Vers 1h, nous sommes tellement crevés que nous décidons de rentrer. Sur le chemin du retour, une fille essaye de danser avec moi dans le but de me subtiliser mon cellulaire. Mais manque de chance, j’ai été formé aux voleurs de métro parisiens et je la stop avant !

Petite île paradisiaque secrète à Rio : Paqueta

Nous sommes partis sur l’île de Paqueta pour fuir un peu la cohue de la ville et se relaxer après cette nuit mouvementée. Paqueta, c’est une petite île à 1h à peine de la Rio, dans laquelle il n’y a pas de voiture, pas beaucoup de touristes, des plages ombragées. Tout ce qu’il nous faut pour affronter cette journée caniculaire. 45°, on rase les murs, on est aussi mou que des marshmallows au soleil… Le soir, avant de reprendre le bateau nous visitons le cimetière pour oiseaux (oui, oui) de l’ile. Si vous aussi, vous trouvez étrange de rarement voir des cadavres d’oiseaux, maintenant vous savez qu’ils sont enterrés au cimetière !

Le quartier de Santa Teresa, la touche bohème de Rio.

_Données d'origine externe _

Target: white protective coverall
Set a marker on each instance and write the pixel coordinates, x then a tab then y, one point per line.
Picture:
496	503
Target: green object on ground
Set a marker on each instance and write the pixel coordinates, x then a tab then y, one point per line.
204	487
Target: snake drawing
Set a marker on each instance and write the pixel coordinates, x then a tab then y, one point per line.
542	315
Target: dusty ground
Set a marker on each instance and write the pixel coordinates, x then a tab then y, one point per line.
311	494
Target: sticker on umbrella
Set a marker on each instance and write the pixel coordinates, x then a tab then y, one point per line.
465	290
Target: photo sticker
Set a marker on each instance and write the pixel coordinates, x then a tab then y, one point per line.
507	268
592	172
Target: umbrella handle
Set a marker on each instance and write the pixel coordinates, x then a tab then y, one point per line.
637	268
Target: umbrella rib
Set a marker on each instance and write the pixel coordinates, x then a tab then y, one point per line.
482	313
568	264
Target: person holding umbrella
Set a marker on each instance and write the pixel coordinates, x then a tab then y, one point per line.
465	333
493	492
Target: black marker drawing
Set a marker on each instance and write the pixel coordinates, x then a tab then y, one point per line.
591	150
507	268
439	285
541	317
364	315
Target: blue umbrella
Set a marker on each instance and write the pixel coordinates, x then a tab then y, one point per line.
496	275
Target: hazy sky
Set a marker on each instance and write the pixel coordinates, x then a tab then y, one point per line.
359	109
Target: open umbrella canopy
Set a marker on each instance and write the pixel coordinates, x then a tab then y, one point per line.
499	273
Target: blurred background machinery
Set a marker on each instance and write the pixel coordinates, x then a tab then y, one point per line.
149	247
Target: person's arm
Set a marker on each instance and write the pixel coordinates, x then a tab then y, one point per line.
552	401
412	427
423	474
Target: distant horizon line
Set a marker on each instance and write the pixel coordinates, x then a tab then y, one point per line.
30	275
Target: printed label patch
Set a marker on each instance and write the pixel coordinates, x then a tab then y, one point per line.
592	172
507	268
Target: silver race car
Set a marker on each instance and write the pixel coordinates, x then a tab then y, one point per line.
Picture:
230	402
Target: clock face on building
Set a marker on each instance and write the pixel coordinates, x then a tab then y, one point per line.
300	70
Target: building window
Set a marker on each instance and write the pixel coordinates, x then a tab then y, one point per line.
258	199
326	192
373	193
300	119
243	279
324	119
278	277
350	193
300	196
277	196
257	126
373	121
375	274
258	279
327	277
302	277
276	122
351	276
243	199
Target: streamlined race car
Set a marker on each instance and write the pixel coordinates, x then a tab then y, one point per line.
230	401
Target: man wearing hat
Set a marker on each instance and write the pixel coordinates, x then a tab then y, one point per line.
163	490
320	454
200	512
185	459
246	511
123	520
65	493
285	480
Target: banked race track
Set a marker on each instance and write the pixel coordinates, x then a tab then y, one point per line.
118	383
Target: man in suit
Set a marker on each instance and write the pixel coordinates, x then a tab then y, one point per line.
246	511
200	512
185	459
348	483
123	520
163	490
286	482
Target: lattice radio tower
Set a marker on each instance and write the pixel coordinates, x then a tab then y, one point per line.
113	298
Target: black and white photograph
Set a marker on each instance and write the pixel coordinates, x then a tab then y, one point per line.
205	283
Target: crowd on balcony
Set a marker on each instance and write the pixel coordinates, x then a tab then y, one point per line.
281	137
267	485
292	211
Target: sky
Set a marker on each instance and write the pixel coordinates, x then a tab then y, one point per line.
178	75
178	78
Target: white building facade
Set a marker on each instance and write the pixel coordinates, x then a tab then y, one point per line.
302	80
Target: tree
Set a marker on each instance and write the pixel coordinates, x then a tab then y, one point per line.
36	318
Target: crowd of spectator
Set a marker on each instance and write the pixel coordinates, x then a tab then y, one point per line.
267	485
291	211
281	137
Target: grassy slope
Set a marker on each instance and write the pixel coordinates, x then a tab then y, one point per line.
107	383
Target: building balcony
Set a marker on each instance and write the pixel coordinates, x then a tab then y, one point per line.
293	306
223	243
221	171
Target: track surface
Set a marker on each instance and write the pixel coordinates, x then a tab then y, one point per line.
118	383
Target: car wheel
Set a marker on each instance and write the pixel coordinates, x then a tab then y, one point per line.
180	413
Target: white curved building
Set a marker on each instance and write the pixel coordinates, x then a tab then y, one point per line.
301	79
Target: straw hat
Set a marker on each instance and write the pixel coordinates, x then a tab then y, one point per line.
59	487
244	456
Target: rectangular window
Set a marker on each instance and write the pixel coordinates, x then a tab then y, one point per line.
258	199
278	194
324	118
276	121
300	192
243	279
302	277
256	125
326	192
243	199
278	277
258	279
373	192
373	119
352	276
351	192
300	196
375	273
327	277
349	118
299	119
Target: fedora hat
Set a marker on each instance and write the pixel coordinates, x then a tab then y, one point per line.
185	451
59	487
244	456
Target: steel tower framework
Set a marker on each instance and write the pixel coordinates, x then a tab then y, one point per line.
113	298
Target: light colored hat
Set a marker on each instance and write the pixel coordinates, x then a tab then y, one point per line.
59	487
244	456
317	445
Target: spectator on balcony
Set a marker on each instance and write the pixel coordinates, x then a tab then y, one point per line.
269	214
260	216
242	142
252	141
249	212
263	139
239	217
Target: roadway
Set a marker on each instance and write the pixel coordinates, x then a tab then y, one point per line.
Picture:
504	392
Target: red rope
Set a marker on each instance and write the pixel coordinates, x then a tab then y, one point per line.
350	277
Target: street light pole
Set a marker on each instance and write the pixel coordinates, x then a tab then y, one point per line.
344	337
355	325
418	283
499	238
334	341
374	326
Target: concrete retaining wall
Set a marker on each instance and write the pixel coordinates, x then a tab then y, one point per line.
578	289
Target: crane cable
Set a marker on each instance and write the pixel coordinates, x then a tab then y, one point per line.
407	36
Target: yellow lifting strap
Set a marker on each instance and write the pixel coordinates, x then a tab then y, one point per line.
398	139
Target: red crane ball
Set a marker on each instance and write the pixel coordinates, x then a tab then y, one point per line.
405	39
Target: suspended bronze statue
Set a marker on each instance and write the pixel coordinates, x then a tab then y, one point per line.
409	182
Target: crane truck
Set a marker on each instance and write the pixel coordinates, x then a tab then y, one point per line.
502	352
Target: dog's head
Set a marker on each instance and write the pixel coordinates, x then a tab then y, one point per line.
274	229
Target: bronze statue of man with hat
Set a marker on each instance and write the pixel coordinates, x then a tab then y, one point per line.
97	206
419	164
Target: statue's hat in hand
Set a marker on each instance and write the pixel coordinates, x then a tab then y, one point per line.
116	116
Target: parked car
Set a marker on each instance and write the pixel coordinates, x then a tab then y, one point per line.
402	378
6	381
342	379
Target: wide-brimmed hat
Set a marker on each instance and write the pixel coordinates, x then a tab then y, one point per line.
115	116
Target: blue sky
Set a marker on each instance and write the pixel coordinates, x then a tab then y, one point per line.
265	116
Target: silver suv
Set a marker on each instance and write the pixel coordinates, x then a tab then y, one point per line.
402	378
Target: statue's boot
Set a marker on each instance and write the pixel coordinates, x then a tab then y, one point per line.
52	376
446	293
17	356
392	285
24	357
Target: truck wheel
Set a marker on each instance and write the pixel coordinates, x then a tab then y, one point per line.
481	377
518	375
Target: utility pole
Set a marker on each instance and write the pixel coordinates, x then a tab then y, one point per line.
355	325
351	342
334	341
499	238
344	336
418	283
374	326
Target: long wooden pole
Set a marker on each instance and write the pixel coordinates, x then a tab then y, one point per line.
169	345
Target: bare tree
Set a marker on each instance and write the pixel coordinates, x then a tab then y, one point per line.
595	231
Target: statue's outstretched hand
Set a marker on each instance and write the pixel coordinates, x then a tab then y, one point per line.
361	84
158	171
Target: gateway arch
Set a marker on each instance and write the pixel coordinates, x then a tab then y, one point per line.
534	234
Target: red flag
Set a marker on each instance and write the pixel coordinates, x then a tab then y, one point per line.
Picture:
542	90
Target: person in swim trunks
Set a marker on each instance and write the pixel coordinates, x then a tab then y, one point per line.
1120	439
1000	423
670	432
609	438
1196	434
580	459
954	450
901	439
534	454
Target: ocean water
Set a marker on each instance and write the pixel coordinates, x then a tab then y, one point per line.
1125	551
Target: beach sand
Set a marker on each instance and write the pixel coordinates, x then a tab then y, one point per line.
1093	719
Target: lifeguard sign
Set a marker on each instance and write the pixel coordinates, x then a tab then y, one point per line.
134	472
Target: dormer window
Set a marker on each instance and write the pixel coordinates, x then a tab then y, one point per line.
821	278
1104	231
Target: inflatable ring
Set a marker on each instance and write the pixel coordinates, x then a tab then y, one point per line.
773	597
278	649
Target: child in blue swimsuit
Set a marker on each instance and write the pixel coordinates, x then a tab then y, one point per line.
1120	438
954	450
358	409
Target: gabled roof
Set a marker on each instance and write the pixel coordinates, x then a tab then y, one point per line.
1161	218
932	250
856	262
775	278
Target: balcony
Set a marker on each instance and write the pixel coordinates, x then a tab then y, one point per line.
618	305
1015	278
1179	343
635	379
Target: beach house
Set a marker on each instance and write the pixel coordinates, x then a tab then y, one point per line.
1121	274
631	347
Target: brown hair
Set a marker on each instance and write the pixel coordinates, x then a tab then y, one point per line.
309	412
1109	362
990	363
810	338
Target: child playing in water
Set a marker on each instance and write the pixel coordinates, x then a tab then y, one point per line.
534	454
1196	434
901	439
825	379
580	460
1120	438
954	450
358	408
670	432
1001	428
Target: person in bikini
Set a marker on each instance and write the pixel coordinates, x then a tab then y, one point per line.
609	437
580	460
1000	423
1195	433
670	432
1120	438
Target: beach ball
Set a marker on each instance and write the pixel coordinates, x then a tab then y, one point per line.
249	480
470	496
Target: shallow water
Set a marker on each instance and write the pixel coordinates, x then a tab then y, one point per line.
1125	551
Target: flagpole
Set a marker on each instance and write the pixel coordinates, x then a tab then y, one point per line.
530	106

C’est un des endroits les plus instagramable de Rio, le fameux escalier de Sélaron et ses faïences du monde entier. Beaucoup de monde devant les marches, il y a même la queue pour faire une photo, mais si vous montez les marches, il n’y a plus personne ! Les feignants 🙂

Nous nous sommes ensuite balader dans le quartier de Santa Teresa, où le street art est omni présent et où fleurissent nombre d’ateliers d’artistes et de boutiques bohèmes. Attention toutefois, ce ne sont pas des lève-tôt, rien n’est ouvert avant 10,11h… Et puis nous prenons le petit et dernier tramway de Rio pour redescendre. Arrivés dans le centre ville, nous visitons une église et une bibliothèque qui ressemble à un décors de Poudlard ! Et nous passons la fin de journée dans un restaurant, au bord de plage.

Le parc national de Tijuca

C’est bien gentil les plages, mais crapahuter en pleine nature commençait à nous manquer… On décide donc d’aller se rafraichir dans une des cascades du parc de Tijuca. C’est le plus grand parc naturel de Rio, il abrite le Corcovado, des cascades et de nombreuses espèces animales. Après 1h de trajet en Uber dans les hauteurs, premier problème : les cascades sont fermées car la route pour y accéder s’est effondrée. Mais il y a d’autres cascades accessibles que nous comptons bien visiter. On se baigne un peu mais un gros orage vient gâcher la fête !

Allez, à la douche !

Nous trouvons refuge sous un gros cailloux en attendant que ça se calme. Puis en redescendant, Adeline chute sur un rocher mouillé et fracasse mon téléphone.

La dernière photo de mon téléphone avant le drame…

Je la réconforte et lui dit « C’est pas grave, c’est que du matériel, l’important c’est que tu n’aies rien » mais en vrai je pense « Mon téléphone noooooon, comment je vais faire sans toi, je suis trop accro ! ». Une désintox forcée s’impose donc.
Le soir nous mangeons dans un superbe restaurant perché tout en haut d’une favela qui surplombe la plage de Copacabana, je vous aurai bien montré mais j’ai plus de téléphone rappelez vous ! C’est un beau panorama, où scintille toutes les lumières de la ville et où le murmure des vagues et l’ambiance festive de la favela se fait entendre.